The World Won't Stay Still: Programmable Evolution for Agent Benchmarks

Here is an explanation of the paper "The World Won't Stay Still" using simple language and creative analogies.

The Big Idea: The World Changes, But Our Tests Don't

Imagine you are teaching a robot chef how to cook.

The Old Way: You give the robot a recipe and a kitchen with a fixed set of tools (a knife, a pan, an oven). You test the robot once. If it cooks the meal, it gets an "A."
The Problem: In the real world, kitchens change! Sometimes the oven breaks, sometimes a new smart-fridge is installed, and sometimes the recipe changes because the chef (you) decides you want less salt. If you only test the robot in the original kitchen, you don't know if it can handle a broken oven or a new tool.

This paper argues that current tests for AI agents are too static. They treat the world like a frozen photograph, but the real world is a moving movie. The authors want to build a way to test AI agents in a kitchen that changes while the robot is cooking.
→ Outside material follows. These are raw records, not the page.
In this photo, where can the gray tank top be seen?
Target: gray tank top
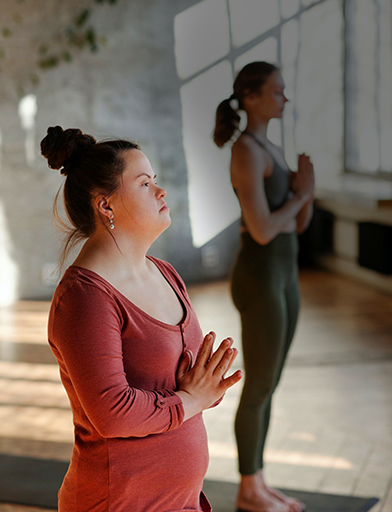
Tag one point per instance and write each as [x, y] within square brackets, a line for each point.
[276, 186]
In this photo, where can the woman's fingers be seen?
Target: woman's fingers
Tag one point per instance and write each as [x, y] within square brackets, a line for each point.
[205, 350]
[219, 353]
[225, 363]
[185, 364]
[233, 356]
[230, 381]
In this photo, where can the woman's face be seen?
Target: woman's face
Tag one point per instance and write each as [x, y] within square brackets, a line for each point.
[270, 101]
[138, 205]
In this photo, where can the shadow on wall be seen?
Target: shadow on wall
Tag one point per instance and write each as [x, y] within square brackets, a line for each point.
[8, 267]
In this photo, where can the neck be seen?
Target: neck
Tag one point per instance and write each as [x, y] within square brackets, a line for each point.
[123, 258]
[257, 125]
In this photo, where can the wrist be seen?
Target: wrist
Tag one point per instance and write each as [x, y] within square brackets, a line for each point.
[191, 404]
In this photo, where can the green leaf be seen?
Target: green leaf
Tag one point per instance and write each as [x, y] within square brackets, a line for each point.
[84, 16]
[17, 18]
[43, 49]
[67, 57]
[34, 78]
[49, 62]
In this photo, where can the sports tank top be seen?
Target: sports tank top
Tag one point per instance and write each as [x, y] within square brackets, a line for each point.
[276, 186]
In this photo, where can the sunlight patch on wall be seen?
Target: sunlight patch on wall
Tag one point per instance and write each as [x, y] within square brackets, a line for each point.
[266, 50]
[212, 203]
[289, 7]
[8, 268]
[27, 111]
[290, 50]
[201, 36]
[251, 18]
[385, 96]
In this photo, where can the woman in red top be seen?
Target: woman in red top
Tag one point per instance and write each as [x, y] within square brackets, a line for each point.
[131, 352]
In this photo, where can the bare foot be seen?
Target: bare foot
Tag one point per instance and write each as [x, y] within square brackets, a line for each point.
[293, 504]
[253, 498]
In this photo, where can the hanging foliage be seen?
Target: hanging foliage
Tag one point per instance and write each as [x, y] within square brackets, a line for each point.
[78, 36]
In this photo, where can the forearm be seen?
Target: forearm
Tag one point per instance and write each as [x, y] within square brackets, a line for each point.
[190, 405]
[305, 216]
[268, 228]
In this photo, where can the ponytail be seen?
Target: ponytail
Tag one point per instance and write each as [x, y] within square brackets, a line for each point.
[227, 122]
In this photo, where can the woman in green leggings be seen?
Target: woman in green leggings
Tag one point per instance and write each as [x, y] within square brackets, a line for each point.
[276, 204]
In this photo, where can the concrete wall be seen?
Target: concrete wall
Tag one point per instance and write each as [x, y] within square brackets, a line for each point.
[128, 89]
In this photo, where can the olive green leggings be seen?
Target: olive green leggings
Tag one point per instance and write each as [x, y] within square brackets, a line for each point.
[264, 285]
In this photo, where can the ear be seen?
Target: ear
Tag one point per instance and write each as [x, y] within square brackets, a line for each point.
[103, 206]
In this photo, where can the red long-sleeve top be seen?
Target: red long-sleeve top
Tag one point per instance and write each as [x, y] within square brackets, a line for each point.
[133, 452]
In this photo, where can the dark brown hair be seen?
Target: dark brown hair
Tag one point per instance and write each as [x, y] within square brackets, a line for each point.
[249, 79]
[90, 168]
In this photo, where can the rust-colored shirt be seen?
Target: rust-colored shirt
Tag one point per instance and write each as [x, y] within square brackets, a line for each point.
[133, 452]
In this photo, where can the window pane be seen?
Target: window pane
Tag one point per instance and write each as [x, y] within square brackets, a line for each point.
[312, 55]
[266, 50]
[368, 86]
[251, 18]
[201, 36]
[212, 203]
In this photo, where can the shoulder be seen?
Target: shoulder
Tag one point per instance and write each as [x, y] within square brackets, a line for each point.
[248, 157]
[169, 272]
[81, 289]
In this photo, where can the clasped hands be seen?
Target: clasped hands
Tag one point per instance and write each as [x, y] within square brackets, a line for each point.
[201, 384]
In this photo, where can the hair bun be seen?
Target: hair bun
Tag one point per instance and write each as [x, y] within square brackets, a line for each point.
[59, 146]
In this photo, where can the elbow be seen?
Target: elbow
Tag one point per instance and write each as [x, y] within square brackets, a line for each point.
[110, 429]
[262, 237]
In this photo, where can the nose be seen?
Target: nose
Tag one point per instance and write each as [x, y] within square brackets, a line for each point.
[161, 193]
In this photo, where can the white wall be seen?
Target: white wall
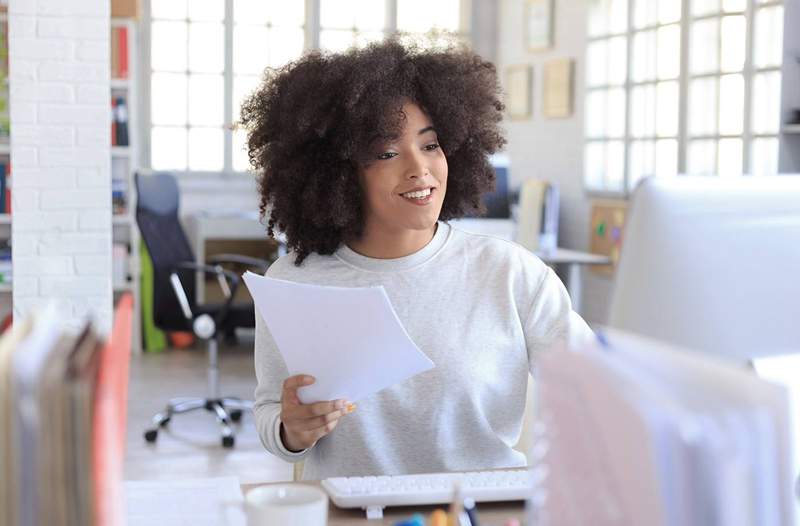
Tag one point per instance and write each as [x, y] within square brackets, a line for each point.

The Solution: "ProEvolve" (The Shape-Shifting Kitchen)

The authors built a framework called ProEvolve. Think of this as a magical blueprint for a kitchen that can rewrite its own rules while the robot is working.
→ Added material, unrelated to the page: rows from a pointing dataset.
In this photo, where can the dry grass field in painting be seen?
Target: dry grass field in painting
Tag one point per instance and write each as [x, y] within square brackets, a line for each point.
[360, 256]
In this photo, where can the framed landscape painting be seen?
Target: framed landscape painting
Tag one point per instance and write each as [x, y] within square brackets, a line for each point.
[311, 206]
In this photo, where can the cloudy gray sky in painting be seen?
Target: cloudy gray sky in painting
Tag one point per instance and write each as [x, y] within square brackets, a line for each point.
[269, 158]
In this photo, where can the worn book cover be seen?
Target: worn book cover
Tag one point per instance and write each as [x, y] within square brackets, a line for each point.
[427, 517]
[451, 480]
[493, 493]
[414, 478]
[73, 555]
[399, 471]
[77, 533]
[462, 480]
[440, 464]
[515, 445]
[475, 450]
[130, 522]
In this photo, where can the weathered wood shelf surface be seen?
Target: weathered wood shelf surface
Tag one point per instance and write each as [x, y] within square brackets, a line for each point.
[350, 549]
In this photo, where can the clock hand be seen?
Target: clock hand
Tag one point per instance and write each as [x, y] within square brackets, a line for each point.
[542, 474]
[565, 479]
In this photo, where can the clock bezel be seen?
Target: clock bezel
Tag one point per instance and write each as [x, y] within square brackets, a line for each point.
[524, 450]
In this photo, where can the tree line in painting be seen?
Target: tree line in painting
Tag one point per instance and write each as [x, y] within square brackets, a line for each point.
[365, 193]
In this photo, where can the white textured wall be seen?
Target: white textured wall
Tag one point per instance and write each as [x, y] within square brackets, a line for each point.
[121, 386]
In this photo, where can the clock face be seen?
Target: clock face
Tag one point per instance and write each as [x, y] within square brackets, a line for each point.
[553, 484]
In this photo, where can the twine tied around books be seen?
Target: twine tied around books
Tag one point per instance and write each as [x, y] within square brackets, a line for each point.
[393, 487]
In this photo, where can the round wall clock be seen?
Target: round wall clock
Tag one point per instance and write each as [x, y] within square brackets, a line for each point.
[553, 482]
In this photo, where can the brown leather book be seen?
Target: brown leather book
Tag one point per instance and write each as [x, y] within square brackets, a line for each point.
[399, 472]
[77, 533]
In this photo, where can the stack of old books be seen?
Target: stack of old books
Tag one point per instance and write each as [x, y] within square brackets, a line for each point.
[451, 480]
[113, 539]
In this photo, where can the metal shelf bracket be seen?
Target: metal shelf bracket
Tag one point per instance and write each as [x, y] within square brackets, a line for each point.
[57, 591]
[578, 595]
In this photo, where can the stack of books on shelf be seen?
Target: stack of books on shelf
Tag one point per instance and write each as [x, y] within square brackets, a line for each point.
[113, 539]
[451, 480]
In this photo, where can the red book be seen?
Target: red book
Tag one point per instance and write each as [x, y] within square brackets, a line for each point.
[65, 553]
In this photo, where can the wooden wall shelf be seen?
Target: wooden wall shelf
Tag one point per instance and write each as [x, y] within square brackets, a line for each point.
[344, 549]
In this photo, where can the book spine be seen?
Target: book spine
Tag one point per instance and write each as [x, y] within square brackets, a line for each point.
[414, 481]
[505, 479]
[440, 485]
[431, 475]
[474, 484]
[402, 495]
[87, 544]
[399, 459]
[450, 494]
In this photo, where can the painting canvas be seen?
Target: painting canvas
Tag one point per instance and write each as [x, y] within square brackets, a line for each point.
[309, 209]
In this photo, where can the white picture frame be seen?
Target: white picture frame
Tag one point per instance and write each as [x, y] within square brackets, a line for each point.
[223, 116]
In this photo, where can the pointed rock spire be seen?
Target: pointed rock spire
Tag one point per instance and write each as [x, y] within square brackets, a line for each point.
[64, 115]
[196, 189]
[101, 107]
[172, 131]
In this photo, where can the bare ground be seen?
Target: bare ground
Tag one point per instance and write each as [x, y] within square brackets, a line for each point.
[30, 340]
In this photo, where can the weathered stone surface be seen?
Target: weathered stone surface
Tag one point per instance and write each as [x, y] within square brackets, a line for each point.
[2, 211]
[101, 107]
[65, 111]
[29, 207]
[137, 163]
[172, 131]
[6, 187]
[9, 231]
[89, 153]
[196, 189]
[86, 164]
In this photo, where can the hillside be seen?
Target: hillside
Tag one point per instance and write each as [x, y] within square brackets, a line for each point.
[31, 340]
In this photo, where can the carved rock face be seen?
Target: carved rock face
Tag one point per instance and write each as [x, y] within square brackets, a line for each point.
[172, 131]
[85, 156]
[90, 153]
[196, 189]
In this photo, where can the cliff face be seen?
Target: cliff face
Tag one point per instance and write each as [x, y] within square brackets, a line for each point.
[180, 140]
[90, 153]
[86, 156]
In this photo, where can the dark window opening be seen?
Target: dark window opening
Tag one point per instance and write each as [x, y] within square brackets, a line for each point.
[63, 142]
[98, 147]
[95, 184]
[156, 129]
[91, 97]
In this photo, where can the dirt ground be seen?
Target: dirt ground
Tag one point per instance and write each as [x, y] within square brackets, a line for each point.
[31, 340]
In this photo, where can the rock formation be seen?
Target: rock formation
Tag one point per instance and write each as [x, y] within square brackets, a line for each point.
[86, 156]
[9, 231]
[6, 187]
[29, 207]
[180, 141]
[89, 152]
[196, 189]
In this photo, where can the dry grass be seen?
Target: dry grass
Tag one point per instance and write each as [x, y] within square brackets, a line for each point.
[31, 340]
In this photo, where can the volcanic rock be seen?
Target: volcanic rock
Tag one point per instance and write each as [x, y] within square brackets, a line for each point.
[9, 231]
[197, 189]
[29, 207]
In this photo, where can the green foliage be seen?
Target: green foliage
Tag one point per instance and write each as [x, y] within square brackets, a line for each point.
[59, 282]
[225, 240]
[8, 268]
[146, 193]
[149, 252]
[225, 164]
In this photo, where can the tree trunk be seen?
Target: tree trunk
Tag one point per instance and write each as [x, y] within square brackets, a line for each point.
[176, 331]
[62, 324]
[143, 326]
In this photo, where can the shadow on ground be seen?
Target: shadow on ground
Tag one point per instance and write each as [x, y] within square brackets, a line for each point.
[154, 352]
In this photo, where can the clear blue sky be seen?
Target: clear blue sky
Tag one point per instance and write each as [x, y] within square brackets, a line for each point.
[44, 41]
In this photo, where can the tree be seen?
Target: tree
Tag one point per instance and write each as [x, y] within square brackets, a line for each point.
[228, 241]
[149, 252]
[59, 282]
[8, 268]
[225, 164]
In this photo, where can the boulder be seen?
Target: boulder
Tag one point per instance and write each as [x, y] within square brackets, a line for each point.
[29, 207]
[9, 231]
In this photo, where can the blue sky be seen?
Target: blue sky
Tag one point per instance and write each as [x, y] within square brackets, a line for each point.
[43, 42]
1. The Blueprint: The "Graph"

Instead of just listing tools and data, the authors map the entire environment as a connected web (a graph).

Analogy: Imagine a subway map. The stations are the data (like "User Name" or "Order ID"), and the train lines are the tools (like "Check Order" or "Cancel Ticket").
Why it matters: In a normal test, if you remove a station, the map breaks. In ProEvolve, because everything is connected on a map, the system knows exactly which lines are affected if a station closes. It keeps the whole system coherent.

2. The Three Magic Moves (Evolution Strategies)

The system can change the environment in three specific ways, just like a real business evolves:

Completion (Adding New Rooms): The system adds new features.
- Analogy: The restaurant decides to start serving breakfast. The system automatically adds a "Breakfast Menu" station and a "Coffee Maker" tool to the subway map, connecting them to the existing "Customer" station.
Saturation (Building Express Lanes): The system finds shortcuts.
- Analogy: Currently, to get a customer's order history, the robot has to take three different train lines. The system notices this is slow and builds a "Direct Express Line" (a new tool) that goes straight from "Customer" to "Order History."
Deprecation (Closing Stations): The system removes old features.
- Analogy: The restaurant decides to stop serving soup. The system removes the "Soup Station" and the "Soup Pot" tool from the map. The robot must now figure out how to handle a customer asking for soup without breaking the system.

3. The "Task Sandbox" (The Simulation)

Once the environment changes, the system instantly creates a new "test scenario" (a sandbox).

Analogy: If the "Soup Station" closes, the system immediately generates a new customer who says, "I want soup!" The test isn't just "Can the robot cook?" it's "Can the robot realize the soup station is closed and politely tell the customer, or find a workaround?"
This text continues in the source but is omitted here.